The significance of the word gemischt (mixed) as applied to the bathing experience now became apparent, as the Austrian woman peeled away from the (so far strictly segregated) company of women and launched herself with an impressive splash into the central, extravantly colonnaded thermal bath where her husband was happily basking.
The effect was electric. Those who had a partner with whom to get gemischt promptly did so, and there was a brief but joyous spell of communal bathing in the bubbling Sprudelbad. A notice on the wall politely asked bathers not to sit on top of the bubbling jets, but this was largely disregarded. Another notice demanded Ruhe – quiet – but there was a good deal of disobedience in this area too.
The time came for us to go our separate ways again and we each went back to our corners for further spells in baths of ever-diminishing temperatures.
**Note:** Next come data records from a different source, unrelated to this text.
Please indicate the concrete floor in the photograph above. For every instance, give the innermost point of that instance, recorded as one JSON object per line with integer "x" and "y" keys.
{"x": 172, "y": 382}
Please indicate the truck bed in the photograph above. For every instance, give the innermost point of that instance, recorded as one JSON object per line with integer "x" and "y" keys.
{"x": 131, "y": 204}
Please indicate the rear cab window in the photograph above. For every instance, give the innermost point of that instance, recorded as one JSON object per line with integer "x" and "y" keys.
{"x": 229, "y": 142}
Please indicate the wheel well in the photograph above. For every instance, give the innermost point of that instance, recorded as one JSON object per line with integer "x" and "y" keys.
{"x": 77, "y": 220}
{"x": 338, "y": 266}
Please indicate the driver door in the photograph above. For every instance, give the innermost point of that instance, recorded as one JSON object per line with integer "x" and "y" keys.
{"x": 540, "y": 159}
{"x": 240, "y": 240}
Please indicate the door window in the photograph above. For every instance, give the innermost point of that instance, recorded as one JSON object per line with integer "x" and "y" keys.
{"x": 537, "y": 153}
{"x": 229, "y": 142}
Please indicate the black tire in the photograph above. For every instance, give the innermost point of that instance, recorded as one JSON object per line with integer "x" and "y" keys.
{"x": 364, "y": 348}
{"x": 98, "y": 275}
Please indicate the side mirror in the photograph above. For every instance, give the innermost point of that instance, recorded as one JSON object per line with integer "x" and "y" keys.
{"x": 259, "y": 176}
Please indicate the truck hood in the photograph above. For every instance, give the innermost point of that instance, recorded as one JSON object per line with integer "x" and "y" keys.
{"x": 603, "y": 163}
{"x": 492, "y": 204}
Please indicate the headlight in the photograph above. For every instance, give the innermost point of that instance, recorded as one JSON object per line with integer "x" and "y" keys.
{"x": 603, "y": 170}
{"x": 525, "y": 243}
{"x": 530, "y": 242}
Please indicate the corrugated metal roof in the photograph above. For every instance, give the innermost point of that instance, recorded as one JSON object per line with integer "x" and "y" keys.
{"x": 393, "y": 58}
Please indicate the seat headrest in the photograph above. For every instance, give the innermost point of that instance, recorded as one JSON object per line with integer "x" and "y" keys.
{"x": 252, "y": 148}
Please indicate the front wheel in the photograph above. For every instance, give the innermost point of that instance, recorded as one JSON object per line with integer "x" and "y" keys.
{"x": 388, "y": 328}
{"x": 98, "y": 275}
After a brief dunk in a distinctly chilly (18oC) tub, we towelled ourselves off and were channelled into the cream application parlour. Once again the Austrian lady bemoaned the Sunday rule on cream massages. The ultimate treat was to be placed on a warm bed in a darkened room, wrapped in a linen sheet and swathed in a blanket, mummy-style, where we dozed peacefully for a full half hour.
We retrieved our clothes and emerged, blinking, onto the streets of Baden-Baden feeling quite nonchalant about the experience, wondering vaguely why it is that we British are so bashful about the whole business of bathing and vowing to do it again soon – and often.